Dikutip dari laman pilkada2020.kpu.go.id (11/12) sekira pukul 19.57 Wita, pasangan tersebut berada di posisi kedua dengan persentase perolehan suara sementara 36,4 persen. Di posisi teratas, milik pasangan Ardiansyah Sulaiman-Kasmidi Bulang. Calon bupati dan wakil bupati Kutim itu diusung PKS, Demokrat, dan Berkarya dengan jumlah delapan kursi di parlemen. Hingga kemarin, persentase perolehan suara Ardiansyah Sulaiman-Kasmidi Bulang mencapai 47,1 persen.
Di Bontang, koalisi gemuk untuk sementara juga tumbang. Pasangan nomor urut 02, Neni Moerniaeni-Joni yang diusung delapan parpol parlemen, untuk sementara perolehan suaranya tertinggal. Padahal, pasangan calon wali kota dan wakil wali kota ini diusung Golkar, NasDem, Gerindra, PKS, Hanura, PAN, Berkarya, dan PPP dengan total 20 kursi. Ditambah lima parpol non-parlemen. Yakni Demokrat, PSI, Perindo, PKPI, dan Garuda.
Sementara itu, lawannya, Basri Rase-Najirah hanya diusung oleh dua parpol. Yaitu PDI Perjuangan dan PKB dengan jumlah lima kursi. Meskipun sedikit, tetapi itu sudah memenuhi ketentuan dari KPU. Pengamat politik Universitas Mulawarman (Unmul) Lutfi Wahyudi mengatakan, fenomena ini bersifat insidental. Sebab, tidak dapat diambil kesimpulan bahwa gerbong besar akan kalah di Pilkada Bontang 2020.

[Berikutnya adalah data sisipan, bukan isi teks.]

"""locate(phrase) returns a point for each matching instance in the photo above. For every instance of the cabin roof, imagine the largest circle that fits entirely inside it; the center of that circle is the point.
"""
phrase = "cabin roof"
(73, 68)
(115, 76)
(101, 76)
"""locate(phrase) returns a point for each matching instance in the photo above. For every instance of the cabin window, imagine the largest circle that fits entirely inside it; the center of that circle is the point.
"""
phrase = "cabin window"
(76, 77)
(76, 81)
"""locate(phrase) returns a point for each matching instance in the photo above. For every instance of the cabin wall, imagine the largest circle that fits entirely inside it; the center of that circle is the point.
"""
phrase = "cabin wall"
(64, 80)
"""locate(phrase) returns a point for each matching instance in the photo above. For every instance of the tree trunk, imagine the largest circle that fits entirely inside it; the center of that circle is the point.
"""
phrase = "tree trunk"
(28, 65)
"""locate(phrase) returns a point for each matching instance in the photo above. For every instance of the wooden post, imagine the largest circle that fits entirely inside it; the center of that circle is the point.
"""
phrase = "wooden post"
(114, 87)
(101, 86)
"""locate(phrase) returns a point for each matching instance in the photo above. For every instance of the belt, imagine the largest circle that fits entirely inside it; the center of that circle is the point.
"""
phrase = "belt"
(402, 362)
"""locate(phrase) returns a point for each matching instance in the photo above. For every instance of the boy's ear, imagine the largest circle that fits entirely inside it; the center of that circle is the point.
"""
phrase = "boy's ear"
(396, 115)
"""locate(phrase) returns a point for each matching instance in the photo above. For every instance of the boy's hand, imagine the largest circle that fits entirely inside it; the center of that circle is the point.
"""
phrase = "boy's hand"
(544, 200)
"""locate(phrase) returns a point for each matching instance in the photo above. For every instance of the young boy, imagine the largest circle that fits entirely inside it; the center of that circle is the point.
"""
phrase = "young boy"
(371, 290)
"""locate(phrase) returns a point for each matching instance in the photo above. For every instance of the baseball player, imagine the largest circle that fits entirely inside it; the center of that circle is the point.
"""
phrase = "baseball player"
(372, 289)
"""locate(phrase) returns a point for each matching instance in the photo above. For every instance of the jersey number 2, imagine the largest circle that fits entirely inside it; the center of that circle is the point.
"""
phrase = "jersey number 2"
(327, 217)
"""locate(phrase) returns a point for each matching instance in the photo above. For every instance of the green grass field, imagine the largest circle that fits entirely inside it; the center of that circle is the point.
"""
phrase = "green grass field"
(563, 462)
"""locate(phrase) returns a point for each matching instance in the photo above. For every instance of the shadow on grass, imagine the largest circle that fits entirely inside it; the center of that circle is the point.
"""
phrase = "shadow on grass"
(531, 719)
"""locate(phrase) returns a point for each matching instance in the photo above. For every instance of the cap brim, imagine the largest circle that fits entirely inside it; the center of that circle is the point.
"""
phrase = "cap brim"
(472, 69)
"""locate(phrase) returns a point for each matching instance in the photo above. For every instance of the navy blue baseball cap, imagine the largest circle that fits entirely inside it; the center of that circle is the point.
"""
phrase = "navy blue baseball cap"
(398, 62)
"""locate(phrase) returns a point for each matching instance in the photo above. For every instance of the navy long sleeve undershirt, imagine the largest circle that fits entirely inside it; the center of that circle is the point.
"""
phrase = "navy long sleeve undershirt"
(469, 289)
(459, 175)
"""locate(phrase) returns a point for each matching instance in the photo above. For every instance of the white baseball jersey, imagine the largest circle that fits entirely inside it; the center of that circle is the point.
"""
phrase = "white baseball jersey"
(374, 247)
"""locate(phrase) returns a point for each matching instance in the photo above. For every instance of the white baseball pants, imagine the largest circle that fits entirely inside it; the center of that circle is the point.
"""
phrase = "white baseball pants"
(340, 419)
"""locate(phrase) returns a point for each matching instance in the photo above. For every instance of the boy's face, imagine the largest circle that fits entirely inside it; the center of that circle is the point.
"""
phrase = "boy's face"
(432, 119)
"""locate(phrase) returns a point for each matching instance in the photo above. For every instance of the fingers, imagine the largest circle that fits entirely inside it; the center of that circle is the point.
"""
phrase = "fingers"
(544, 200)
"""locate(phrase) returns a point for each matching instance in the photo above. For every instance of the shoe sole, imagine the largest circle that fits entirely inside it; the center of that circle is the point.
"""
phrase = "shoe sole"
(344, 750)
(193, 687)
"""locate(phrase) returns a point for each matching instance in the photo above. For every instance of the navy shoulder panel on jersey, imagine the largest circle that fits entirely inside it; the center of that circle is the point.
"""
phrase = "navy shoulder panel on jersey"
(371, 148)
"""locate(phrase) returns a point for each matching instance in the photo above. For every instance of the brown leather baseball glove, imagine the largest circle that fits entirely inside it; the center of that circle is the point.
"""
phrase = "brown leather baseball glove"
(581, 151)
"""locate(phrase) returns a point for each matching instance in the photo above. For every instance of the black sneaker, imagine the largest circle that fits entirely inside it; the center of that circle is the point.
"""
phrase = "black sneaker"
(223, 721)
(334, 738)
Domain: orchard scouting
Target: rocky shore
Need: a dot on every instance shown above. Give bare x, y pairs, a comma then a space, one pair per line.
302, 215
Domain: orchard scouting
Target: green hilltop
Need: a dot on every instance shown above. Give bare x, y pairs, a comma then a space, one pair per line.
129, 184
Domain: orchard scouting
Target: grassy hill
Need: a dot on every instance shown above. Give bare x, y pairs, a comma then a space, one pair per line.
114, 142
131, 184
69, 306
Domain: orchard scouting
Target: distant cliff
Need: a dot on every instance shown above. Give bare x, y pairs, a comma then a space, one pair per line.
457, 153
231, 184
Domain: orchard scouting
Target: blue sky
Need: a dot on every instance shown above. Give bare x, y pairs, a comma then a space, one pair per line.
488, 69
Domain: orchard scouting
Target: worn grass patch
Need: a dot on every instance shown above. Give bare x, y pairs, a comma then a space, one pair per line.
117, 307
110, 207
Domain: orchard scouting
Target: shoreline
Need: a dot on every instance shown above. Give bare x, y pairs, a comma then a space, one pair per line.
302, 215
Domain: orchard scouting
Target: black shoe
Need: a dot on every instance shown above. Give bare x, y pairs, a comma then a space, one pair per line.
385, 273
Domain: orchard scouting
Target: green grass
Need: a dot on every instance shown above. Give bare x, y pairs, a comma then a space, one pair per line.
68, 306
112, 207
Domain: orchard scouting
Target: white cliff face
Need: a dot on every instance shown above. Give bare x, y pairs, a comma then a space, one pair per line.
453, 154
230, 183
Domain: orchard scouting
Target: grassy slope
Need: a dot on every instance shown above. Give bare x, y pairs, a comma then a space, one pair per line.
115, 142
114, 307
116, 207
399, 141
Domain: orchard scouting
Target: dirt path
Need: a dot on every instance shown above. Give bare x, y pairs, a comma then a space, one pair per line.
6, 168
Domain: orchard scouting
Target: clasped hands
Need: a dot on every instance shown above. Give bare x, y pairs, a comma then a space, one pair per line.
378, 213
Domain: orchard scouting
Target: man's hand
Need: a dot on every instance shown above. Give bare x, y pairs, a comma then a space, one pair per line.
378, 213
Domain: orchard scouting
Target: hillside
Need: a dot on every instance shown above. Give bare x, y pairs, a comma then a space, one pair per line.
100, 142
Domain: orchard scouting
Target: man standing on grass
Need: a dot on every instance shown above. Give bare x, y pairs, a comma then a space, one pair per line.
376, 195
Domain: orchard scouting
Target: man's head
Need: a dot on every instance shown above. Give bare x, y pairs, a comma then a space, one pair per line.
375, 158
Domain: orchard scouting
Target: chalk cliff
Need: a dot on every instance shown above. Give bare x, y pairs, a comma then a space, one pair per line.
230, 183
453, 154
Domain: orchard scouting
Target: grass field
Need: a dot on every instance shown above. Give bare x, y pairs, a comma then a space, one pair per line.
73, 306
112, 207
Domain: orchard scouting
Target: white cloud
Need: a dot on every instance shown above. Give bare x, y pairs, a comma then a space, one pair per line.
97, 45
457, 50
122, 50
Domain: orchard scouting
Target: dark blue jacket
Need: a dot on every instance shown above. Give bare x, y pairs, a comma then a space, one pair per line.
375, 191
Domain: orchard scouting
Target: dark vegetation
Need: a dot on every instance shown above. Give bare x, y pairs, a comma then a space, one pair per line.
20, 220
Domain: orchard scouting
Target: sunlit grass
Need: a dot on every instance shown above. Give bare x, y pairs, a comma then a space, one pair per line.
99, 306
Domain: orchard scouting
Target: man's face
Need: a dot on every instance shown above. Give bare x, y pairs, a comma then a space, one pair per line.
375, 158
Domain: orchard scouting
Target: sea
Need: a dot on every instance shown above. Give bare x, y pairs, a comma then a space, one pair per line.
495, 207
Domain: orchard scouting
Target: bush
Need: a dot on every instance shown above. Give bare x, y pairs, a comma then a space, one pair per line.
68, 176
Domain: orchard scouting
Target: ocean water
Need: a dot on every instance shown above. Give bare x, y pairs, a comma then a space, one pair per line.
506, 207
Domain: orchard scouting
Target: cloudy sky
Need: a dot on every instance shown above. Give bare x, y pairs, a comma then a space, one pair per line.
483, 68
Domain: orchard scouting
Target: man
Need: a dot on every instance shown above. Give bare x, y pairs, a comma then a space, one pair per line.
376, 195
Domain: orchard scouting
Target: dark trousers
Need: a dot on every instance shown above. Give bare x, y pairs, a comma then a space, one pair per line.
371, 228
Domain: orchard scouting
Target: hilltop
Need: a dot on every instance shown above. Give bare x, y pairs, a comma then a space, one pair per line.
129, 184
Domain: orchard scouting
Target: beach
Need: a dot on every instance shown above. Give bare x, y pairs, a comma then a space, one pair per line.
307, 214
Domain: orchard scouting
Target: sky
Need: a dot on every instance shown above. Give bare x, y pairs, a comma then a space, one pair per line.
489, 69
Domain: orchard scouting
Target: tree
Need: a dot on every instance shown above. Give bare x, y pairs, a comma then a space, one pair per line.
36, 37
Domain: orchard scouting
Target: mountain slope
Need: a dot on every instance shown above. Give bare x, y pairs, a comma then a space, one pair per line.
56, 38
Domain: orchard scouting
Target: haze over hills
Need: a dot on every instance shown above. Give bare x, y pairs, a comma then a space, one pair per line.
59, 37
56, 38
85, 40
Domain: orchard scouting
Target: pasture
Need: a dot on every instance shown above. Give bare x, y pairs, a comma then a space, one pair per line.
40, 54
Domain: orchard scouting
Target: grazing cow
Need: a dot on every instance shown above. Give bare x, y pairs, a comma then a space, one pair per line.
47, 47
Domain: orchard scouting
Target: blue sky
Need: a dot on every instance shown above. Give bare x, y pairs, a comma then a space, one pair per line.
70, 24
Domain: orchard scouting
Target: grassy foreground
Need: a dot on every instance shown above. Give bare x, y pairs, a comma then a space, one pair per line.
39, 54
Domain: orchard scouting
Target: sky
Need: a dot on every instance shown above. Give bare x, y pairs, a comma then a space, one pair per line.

“Saya kurang yakin dengan faktor demikian yang terjadi,” kata Lutfi. Menurutnya, besar-tidaknya atau banyak-kecilnya parpol memang tidak menjamin akan memenangkan pertempuran di pesta demokrasi. Dikarenakan dukungan parpol ialah tiket untuk memenuhi persyaratan saat pencalonan. “Kesuksesan selanjutnya berkenaan dengan individu dari paslon itu sendiri,” ucapnya.
Pun dipastikan, hasil pileg tidak dapat menjadi acuan dengan pilkada. Tetapi sering terjadi di pelbagai daerah bahwa pilihan partai politik untuk mendukung paslon tertentu tidak linier dengan pilihan masyarakat terhadap calon kepala daerahnya.